It was always a long shot – such a long shot that no one, surely, was surprised that the US Supreme Court refused to review the case.

The bid by Mississippi-based Big Time Vapes, backed by the US Vaping Association (USVA), to declare the Food and Drug Administration (FDA)’s authority to regulate e-cigarettes unconstitutional relied on an obscure doctrine that had not been invoked since before World War II. And even though four of the Supreme Court’s nine justices were rumoured to be “interested” in reviving the non-delegation doctrine that might have invalidated Congress’s decision to delegate oversight of e-cigs, it was always fairly apparent that the only big winners were likely to be the lawyers.

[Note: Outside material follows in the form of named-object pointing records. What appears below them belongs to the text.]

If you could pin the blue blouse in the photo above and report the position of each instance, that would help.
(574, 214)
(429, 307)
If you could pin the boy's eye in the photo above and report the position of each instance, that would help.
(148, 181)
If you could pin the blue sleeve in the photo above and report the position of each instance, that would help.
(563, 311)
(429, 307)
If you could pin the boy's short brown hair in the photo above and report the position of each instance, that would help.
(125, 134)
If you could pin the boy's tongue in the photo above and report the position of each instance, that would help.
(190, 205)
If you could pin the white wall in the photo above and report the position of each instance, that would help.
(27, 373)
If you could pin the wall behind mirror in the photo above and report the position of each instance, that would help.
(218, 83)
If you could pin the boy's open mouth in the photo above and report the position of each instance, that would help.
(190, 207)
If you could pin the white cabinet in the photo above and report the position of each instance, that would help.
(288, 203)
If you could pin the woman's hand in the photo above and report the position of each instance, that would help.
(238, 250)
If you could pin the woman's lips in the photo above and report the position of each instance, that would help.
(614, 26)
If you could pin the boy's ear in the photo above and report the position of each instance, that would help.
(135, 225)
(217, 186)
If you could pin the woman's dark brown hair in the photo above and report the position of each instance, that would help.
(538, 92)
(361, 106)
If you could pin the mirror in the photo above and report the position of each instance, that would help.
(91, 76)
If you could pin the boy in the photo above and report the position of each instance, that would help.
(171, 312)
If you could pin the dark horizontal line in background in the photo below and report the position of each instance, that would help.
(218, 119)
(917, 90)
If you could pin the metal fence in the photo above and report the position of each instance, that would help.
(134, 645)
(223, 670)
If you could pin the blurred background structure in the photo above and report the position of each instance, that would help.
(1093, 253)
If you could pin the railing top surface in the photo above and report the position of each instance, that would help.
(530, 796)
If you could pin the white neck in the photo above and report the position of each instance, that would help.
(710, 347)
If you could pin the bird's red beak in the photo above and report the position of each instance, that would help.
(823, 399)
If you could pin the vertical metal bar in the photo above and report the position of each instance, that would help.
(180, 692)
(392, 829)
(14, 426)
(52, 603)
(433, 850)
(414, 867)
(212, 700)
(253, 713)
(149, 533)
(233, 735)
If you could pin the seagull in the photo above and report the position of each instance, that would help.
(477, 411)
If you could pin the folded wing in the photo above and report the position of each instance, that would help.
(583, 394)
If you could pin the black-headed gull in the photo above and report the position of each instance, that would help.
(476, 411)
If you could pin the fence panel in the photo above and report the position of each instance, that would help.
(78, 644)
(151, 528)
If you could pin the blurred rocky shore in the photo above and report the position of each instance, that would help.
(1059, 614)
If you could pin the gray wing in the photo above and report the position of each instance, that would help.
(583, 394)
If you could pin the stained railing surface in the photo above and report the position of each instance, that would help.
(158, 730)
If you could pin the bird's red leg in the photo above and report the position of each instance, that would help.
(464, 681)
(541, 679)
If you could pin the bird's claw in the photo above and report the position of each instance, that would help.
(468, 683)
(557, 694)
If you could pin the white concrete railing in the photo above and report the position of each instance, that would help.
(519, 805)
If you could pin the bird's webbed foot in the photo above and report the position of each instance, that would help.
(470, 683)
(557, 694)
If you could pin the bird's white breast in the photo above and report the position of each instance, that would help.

If anything, the still-pending attempt by attorneys for Moose Jooce et al to achieve the same result ending FDA jurisdiction over vaping products appears to be based on even more unlikely constitutional grounds. Certainly the failure of the Big Time Vapes suit to make it to the final hurdle does not augur well for its prospects of doing any better.

Both had the look from the start of clutching at straws. And was this a straw worth grabbing for anyway?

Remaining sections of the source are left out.